A teleprompter for video helps you read a script while looking close to the camera. For beginners, the goal is not to look like a news anchor. The goal is to sound prepared without losing your own voice.
You can use a teleprompter for YouTube videos, course lessons, product demos, coaching clips, internal training, short-form videos, and presentations. The basics are the same: readable script, good eye line, comfortable pace.
What a video teleprompter does
A teleprompter displays your script while you speak. In a traditional setup, the text reflects onto glass in front of a camera. On iPhone, the idea is simpler: show the script close to the camera while recording.
That makes a teleprompter app useful for solo creators. You do not need a separate monitor, paper notes, or a second person feeding you lines.
Write for your mouth, not the page
The most beginner-friendly teleprompter tip is also the simplest: write the way you speak. A script that looks polished on the page can feel stiff on camera if the sentences are too long or formal.
Read the script out loud before recording. Add line breaks where you want to breathe. Replace phrases that sound unlike you. The teleprompter should support your delivery, not expose the fact that the writing was never meant to be spoken.
Set up the shot before the scroll
01 Phone height: keep the camera near eye level.
02 Text size: large enough to read without scanning.
03 Lighting: face a soft light source when possible.
04 Scroll pace: slower than you think for the first take.
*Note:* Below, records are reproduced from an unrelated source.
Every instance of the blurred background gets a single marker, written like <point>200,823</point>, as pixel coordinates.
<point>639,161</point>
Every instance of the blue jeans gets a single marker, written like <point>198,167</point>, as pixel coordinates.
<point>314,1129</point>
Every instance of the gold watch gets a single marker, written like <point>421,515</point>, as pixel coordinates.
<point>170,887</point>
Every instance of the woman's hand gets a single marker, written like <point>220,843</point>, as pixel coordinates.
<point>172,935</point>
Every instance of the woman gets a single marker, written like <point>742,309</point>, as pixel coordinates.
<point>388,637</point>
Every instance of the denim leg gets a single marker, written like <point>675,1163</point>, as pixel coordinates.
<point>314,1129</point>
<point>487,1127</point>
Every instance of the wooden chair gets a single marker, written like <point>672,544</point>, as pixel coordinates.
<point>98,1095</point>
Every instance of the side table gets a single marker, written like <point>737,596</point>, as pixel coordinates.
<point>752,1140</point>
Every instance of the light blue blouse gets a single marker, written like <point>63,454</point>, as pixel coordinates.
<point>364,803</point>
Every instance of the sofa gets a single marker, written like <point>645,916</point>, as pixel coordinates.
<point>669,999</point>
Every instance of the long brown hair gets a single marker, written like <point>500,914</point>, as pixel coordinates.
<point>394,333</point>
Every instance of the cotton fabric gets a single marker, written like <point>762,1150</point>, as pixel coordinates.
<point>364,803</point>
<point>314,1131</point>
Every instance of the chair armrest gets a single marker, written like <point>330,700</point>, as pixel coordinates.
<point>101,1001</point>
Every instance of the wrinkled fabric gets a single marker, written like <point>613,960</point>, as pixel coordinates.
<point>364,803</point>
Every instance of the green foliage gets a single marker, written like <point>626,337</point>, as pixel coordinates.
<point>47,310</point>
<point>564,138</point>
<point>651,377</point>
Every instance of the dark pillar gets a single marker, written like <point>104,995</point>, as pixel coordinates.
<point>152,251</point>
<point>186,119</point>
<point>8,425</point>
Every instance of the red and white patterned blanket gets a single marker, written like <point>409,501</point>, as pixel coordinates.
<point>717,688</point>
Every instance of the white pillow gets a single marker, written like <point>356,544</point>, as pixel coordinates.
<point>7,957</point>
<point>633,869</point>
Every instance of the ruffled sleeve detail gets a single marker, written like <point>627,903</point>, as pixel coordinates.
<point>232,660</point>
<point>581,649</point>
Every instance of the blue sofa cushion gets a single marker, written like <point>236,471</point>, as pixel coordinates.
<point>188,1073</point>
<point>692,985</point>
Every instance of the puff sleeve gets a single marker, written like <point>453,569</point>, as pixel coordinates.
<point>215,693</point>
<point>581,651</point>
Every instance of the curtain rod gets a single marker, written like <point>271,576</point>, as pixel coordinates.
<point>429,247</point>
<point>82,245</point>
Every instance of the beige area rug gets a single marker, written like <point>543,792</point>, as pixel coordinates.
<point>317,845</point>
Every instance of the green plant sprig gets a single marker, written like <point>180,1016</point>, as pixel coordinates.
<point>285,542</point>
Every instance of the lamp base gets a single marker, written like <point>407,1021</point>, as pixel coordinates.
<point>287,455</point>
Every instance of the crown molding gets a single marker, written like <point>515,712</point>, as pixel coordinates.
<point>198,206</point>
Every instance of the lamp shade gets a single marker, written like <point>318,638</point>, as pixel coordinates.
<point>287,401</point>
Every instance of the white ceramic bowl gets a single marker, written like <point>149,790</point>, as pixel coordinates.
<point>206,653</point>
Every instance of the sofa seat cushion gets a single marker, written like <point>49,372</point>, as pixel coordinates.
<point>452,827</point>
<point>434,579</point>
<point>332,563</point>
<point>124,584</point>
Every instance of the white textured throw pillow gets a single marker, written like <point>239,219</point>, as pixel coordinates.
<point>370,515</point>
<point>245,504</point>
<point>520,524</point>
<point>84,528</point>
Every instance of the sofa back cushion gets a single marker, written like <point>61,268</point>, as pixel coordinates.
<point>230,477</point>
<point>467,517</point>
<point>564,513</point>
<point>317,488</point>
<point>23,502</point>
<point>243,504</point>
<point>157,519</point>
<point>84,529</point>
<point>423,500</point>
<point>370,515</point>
05 Playback: check your eyes and pace before recording the full script.
Choose a scroll mode
Beginners often start with auto scrolling because it feels predictable. That is fine, especially for short scripts. But if the speed makes you rush, try a more flexible mode.
CueFrame includes voice, auto, and manual scrolling. Voice mode can follow your reading pace using Apple's on-device Speech framework. Auto mode keeps a fixed speed. Manual mode lets you drag through the script yourself.
"A teleprompter should give you confidence, not make you chase your own script."
Practice looking through the words
The text is not the audience. The viewer is. When you read, try to look through the screen toward one specific person. That mental shift helps your face stay alive instead of locked onto the words.
You do not need perfect eye contact. You just need fewer obvious glances away from the camera. Bigger text, shorter lines, and a slower scroll all help.
Keep the first take low pressure
Your first take is information. Use it to learn whether the script is too dense, the font is too small, or the scroll is too fast. Then adjust and record again.
Once you stop treating every take like the final take, the teleprompter becomes easier to use. You are not performing a perfect reading. You are building a repeatable recording workflow.
Bottom line: a beginner teleprompter setup should be simple: spoken script, eye-level camera, comfortable text, forgiving scroll mode, and one short test take.